娘が親を大事にしてくれるのはいいけれど、なかなか結婚しないのでお見合いを薦める親もいれば、嫁姑で大喧嘩しちゃった人もいます。当事者だけで話し合ってもなかなか先に進まない話も、第三者に相談すると、意外と上手くいくことがあります。そんなこんなで、町会の集まり「にゃーディアン」は、「よろず困りごと承ります」活動をすることになりました。
みんなの為にと思って、ずっと活躍してきたにゃーディアン会長さんですが、段々と歳を感じることが増えてきました。自分だけでなく奥さんも歳を取ったということに気づいたのは、奥さんが倒れてしまったからです。そこで彼はハッと気がついたんです。自分にとって一番大切な人は奥さんなのだということに。

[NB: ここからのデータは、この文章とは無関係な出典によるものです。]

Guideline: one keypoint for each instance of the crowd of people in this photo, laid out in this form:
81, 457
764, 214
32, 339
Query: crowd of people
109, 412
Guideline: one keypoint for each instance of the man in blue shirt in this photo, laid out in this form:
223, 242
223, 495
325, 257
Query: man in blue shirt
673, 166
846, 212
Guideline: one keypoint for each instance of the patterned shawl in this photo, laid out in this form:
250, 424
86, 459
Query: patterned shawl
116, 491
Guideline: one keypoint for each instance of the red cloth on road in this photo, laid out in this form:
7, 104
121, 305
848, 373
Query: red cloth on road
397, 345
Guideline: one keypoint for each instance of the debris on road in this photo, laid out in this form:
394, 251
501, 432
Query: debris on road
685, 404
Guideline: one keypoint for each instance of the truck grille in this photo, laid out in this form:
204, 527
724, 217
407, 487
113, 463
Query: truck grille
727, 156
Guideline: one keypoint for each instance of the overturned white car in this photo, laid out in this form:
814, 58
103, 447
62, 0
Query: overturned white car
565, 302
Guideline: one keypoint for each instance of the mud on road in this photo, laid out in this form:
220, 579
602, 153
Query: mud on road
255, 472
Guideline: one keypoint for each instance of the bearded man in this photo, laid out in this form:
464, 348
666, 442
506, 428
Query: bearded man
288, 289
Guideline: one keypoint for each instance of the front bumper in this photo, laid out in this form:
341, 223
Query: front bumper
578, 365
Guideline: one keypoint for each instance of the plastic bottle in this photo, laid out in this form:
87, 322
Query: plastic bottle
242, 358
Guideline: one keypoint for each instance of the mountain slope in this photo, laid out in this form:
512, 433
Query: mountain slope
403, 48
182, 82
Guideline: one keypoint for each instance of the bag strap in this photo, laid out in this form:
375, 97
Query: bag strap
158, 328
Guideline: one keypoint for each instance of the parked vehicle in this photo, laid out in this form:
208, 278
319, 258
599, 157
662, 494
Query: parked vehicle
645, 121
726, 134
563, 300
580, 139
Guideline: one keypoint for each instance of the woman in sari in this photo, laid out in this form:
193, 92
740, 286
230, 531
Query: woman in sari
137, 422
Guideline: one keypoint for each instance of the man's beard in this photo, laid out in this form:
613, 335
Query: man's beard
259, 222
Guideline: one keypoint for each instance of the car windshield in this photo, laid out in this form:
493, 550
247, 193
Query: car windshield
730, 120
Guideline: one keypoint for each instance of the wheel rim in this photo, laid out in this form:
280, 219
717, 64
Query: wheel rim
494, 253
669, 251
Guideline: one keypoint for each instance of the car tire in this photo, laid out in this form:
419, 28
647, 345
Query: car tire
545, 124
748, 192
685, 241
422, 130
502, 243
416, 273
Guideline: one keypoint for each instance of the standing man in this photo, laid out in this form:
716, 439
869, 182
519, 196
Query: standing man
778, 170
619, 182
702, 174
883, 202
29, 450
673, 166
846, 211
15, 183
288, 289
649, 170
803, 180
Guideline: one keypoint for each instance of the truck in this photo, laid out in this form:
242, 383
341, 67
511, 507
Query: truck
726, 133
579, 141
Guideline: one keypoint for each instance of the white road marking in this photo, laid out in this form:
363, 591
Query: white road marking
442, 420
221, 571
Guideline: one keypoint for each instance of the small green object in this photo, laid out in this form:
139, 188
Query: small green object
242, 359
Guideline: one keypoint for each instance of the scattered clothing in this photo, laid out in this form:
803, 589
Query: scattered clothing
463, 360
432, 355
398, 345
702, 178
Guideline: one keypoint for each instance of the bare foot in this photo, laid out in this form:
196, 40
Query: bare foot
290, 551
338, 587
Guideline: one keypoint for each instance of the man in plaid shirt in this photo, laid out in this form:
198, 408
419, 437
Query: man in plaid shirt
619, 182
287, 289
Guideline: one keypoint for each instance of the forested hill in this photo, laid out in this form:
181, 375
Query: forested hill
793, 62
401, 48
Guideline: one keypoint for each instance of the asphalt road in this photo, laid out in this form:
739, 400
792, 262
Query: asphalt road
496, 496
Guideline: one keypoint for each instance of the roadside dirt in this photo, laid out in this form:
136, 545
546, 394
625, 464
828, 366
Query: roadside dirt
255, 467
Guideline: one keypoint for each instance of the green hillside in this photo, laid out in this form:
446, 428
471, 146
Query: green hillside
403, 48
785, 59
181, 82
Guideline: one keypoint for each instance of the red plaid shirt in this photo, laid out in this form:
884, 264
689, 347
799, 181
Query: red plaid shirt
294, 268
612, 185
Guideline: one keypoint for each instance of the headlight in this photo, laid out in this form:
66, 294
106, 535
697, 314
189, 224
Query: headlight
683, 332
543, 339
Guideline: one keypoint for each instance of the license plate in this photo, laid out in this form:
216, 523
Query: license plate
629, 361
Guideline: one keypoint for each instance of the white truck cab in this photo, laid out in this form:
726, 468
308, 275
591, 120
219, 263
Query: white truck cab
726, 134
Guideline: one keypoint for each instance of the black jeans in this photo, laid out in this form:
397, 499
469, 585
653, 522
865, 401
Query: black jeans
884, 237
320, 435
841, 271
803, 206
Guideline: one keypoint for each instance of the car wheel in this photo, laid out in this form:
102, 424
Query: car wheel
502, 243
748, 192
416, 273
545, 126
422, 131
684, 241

この町には、冬の夜に「火の用心!」の声かけをする夜警団の人たちがいます。「マッチ一本火事の元!」って言ってから、「もう誰もマッチなんか使ってないよな」とボソっと言うところに、「そうだねぇ」って思ってしまいました。時代は変わったけど、火の用心が大事なのは変わりません。拍子木のカンカンって音を聞いて、冬だなぁって思える風情が、ここには残っているんです。
どうってことない日常が続くことの幸せを気がつくのは、それを失った時です。でも、心配ばかりしているわけにも行きません。毎日が「たのしい日々」でありますようにと、祈りたくなるのです。